Transcriptor

https://github.com/aphananthe42/transcriptor/assets/68156481/d5f3ea30-b681-4f13-8219-b4e0e365709e

**The recorded content of the audio data**
「本日はご来場いただきまして、誠にありがとうございます。  開演に先立ちまして、お客様にお願い申し上げます。携帯電話など、音の出るものの電源はお切りください。また許可のない録音・撮影はご遠慮ください。皆様のご協力をよろしくお願いいたします。」

Overview

This is a CLI tool for transcribing and summarizing audio data. It can also distinguish speakers and output the transcription separately for each speaker, useful for meeting minutes.

Requirement

Deno >= 1.41.0
Amazon S3 Bucket
AWS IAM Access key pair
OpenAI API key

Technologies

Deno
TypeScript
Amazon S3
Amazon Transcribe

System

Screenshot 2024-03-07 at 0 54 05

Transcriptor put audio data to S3.
AmazonTranscribe read audio data from S3.
AmazonTranscribe output transcription result to S3.(same bucket as the one where the audio data is stored.)
Transcriptor get transcription result from S3.
Transcriptor summarize transcription result via OpenAI API.

Usage

0. Install Deno and set the PATH

$ curl -fsSL https://deno.land/x/install/install.sh | sh

Add the location of the deno executable to the PATH variable. (e.g., ~/.bashrc, ~/.bash_profile, or ~/.zshrc)
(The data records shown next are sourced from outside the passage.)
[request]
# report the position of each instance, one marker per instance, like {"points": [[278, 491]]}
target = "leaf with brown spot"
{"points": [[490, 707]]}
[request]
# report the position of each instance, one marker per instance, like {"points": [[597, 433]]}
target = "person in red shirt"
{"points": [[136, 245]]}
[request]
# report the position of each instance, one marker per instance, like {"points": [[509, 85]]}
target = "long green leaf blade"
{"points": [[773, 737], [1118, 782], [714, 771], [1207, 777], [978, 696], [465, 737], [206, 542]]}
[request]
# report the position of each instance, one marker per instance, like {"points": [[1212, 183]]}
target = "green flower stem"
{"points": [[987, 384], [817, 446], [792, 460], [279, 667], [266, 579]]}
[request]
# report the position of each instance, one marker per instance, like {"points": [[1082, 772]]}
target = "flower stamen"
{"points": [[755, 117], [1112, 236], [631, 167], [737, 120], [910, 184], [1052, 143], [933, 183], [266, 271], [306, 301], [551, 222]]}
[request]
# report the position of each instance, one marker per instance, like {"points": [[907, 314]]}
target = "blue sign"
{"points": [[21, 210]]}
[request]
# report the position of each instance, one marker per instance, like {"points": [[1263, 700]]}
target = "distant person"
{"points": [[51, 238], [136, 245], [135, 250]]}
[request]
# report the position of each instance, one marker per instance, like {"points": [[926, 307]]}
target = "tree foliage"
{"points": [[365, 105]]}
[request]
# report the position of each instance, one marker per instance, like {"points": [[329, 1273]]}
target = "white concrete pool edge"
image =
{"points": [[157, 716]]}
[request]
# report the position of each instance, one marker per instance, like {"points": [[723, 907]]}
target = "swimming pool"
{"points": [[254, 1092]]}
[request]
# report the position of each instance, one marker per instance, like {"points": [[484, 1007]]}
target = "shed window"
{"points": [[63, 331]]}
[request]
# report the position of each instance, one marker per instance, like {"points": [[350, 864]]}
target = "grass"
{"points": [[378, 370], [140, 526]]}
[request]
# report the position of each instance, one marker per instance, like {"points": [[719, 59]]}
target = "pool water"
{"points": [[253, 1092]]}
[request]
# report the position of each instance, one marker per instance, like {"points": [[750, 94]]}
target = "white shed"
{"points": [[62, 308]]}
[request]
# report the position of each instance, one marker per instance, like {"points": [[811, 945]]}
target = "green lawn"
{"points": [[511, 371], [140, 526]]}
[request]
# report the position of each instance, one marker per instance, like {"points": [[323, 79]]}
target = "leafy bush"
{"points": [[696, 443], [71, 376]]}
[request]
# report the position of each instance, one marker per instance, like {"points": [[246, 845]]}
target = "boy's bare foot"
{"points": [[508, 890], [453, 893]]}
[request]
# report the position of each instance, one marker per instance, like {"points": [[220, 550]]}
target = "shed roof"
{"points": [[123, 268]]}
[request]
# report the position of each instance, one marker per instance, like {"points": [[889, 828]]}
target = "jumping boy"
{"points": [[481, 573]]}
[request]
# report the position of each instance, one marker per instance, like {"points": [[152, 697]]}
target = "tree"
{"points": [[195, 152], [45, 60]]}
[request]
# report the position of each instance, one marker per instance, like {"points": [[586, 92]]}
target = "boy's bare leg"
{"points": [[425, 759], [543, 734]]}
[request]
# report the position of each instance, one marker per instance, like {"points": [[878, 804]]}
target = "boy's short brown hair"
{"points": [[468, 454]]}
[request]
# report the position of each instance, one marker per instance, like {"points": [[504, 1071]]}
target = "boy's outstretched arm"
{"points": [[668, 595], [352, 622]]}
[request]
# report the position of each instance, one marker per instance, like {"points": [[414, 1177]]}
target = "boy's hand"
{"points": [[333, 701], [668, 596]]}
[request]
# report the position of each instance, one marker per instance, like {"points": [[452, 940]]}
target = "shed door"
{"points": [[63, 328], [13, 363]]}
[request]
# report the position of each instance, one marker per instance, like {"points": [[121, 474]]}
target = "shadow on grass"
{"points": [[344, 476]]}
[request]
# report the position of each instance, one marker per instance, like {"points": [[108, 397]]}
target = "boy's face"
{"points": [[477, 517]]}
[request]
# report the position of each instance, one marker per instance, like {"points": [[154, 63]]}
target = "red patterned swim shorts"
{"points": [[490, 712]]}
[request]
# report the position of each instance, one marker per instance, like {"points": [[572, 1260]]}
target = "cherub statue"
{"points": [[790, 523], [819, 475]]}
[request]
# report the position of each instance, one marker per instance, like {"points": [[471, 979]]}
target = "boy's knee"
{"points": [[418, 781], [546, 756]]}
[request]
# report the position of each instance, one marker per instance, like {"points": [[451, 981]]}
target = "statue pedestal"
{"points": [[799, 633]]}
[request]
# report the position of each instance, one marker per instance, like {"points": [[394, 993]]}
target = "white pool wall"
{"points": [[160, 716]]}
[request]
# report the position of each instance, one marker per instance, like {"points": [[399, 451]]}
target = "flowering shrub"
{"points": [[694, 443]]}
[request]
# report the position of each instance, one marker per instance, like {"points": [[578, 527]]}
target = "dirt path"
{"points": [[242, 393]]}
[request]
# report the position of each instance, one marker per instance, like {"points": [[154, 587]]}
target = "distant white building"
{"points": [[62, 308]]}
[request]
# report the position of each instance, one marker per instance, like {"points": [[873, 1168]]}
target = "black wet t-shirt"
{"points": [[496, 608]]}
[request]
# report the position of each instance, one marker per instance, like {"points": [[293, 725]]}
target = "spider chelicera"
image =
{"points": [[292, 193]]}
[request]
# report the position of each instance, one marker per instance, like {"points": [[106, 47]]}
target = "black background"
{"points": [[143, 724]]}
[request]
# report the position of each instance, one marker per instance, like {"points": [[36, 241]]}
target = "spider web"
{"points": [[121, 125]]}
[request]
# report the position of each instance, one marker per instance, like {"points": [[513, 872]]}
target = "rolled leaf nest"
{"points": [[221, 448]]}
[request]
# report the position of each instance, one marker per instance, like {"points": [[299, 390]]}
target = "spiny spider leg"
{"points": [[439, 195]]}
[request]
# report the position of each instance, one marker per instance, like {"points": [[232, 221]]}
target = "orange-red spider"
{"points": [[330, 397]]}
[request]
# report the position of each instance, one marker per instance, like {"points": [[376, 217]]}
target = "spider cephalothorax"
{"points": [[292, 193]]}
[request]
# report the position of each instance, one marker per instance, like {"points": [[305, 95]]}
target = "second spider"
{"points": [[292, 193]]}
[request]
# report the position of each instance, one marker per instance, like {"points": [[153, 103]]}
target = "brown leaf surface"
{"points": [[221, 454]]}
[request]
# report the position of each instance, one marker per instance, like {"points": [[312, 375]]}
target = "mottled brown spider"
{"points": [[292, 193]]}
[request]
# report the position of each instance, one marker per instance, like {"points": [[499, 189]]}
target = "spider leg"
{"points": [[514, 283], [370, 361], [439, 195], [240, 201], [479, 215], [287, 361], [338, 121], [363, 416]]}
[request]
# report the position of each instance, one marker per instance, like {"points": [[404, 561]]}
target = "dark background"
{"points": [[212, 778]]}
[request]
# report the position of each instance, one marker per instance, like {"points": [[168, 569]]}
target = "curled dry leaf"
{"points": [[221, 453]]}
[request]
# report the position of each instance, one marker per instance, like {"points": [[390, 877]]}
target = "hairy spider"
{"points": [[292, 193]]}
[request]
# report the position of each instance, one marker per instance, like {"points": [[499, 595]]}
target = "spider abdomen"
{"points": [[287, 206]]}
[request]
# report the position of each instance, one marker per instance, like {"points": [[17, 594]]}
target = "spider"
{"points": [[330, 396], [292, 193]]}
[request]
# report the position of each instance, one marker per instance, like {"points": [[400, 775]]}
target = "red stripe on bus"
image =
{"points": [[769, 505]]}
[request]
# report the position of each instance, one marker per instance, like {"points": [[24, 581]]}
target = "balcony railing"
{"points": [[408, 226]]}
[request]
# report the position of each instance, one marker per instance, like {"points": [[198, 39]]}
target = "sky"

export DENO_INSTALL="$HOME/.deno"
export PATH="$DENO_INSTALL/bin:$PATH"

1. Install transcriptor from deno.land/x

$ deno install --allow-env --allow-sys --allow-read --allow-net https://deno.land/x/transcriptor@v1.1.4/src/transcriptor.ts

2. Create .env file and fill in environment variables as per the following example.

$ touch .env
# or add the following if .env already exists.

AWS_ACCESS_KEY_ID="YOUR_AWS_IAM_ACCESS_KEY_ID"
AWS_SECRET_ACCESS_KEY="YOUR_AWS_IAM_SECRET_ACCESS_KEY"
AWS_REGION="your-aws-region"
TRANSCRIPTOR_S3_BUCKET_NAME='your-s3-bucket-name'

OPENAI_API_KEY="YOUR_OPENAI_API_KEY"
OPENAI_GPT_MODEL="your-prefer-gpt-model(ex. gpt-3.5-turbo)"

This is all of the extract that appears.